The Wikimedia Foundation was originally envisaged as a membership organization. Per my recollection, everyone who ever edited would become a member. That didn't happen for legal reasons, however, I believe in the spirit of it being a membership organization. Unfortunately we now subscribe to the recentist perspective that only those that maintain a certain pace of editing are eligible to vote. We ignore, not only new editors who do not yet have 600 edits, but all editors who have 600 edits but have contributed to the projects in other ways recently, or have lapsed into just using the projects as a useful information resource.
I highly doubt that a statistical analysis was carried out which found that editors that don't meet this requirement skew the results. I also highly doubt that editors that don't meet this requirement are incapable of comprehending the statements created by those seeking election, ranking them and making a perfectly valid choice that increases the power of the result.
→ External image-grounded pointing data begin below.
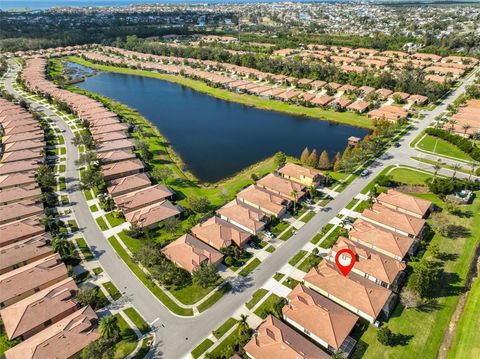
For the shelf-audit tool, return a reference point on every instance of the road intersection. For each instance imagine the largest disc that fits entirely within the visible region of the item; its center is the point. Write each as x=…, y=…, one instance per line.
x=177, y=336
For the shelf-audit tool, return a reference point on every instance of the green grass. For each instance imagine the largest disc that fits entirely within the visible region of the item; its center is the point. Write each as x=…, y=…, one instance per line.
x=101, y=223
x=137, y=319
x=409, y=177
x=192, y=293
x=131, y=243
x=308, y=216
x=215, y=297
x=349, y=118
x=97, y=270
x=201, y=348
x=114, y=220
x=297, y=257
x=311, y=261
x=285, y=236
x=128, y=340
x=466, y=343
x=88, y=195
x=250, y=267
x=73, y=225
x=268, y=306
x=112, y=290
x=256, y=297
x=270, y=249
x=225, y=327
x=149, y=284
x=87, y=253
x=426, y=328
x=442, y=148
x=290, y=282
x=332, y=237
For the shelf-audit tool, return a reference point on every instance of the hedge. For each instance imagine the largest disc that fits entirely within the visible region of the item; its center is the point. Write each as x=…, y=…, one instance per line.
x=462, y=143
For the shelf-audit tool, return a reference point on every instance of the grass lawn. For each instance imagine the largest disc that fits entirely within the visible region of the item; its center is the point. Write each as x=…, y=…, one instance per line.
x=424, y=330
x=409, y=177
x=249, y=100
x=137, y=319
x=467, y=337
x=88, y=195
x=256, y=297
x=250, y=267
x=311, y=261
x=268, y=306
x=112, y=290
x=285, y=236
x=332, y=237
x=225, y=327
x=279, y=228
x=442, y=147
x=128, y=340
x=149, y=284
x=101, y=223
x=191, y=293
x=114, y=220
x=201, y=348
x=87, y=253
x=308, y=216
x=215, y=297
x=297, y=257
x=290, y=282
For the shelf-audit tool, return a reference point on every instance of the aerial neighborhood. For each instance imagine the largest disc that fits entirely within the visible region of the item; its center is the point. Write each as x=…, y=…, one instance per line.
x=251, y=180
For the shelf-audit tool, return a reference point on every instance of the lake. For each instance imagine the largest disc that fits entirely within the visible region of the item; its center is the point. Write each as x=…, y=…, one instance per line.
x=218, y=138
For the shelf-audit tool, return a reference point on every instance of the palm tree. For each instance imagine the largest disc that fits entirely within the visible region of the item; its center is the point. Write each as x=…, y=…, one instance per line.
x=436, y=168
x=294, y=195
x=108, y=327
x=455, y=168
x=466, y=127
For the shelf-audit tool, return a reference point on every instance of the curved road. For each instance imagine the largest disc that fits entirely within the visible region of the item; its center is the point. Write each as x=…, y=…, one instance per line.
x=177, y=336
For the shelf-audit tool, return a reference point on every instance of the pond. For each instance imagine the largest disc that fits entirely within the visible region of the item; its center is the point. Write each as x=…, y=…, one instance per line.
x=218, y=138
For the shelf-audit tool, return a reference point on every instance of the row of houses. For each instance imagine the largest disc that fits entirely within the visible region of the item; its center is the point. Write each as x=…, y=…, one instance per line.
x=236, y=222
x=239, y=79
x=37, y=298
x=142, y=203
x=327, y=306
x=436, y=68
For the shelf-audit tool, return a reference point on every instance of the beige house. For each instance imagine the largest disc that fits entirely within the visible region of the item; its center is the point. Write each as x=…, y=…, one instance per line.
x=303, y=175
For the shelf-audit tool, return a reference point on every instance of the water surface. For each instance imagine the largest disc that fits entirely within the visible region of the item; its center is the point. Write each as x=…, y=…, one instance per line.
x=218, y=138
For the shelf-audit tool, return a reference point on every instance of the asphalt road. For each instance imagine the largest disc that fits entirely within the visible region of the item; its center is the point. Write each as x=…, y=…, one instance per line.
x=177, y=336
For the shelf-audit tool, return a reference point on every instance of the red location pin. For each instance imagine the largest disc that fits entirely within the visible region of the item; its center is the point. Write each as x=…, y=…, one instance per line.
x=345, y=259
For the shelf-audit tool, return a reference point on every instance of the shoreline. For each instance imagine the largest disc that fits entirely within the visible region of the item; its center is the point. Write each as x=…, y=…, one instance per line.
x=343, y=118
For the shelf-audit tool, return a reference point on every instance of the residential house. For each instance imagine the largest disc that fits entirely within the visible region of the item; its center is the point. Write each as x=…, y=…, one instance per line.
x=190, y=253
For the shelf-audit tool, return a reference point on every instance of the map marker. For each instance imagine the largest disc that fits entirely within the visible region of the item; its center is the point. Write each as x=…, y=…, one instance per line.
x=345, y=259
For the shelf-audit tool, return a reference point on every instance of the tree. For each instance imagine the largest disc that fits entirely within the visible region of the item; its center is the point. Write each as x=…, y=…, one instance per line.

In my view, the only reason to limit voting to editors with a certain number of edits is to limit the effects of ballot stuffing. However, technical measures can easily counteract this effect. Additionally, the more people you allow to vote the more effective your anti-ballot stuffing countermeasures will be, as the larger number of votes mutes the effect of those who vote for the same person from several ip addresses.
Thus, I must conclude that this rule was created arbitrarily. And if it was voted on, I seriously consider the result of that vote suspect, given present knowledge.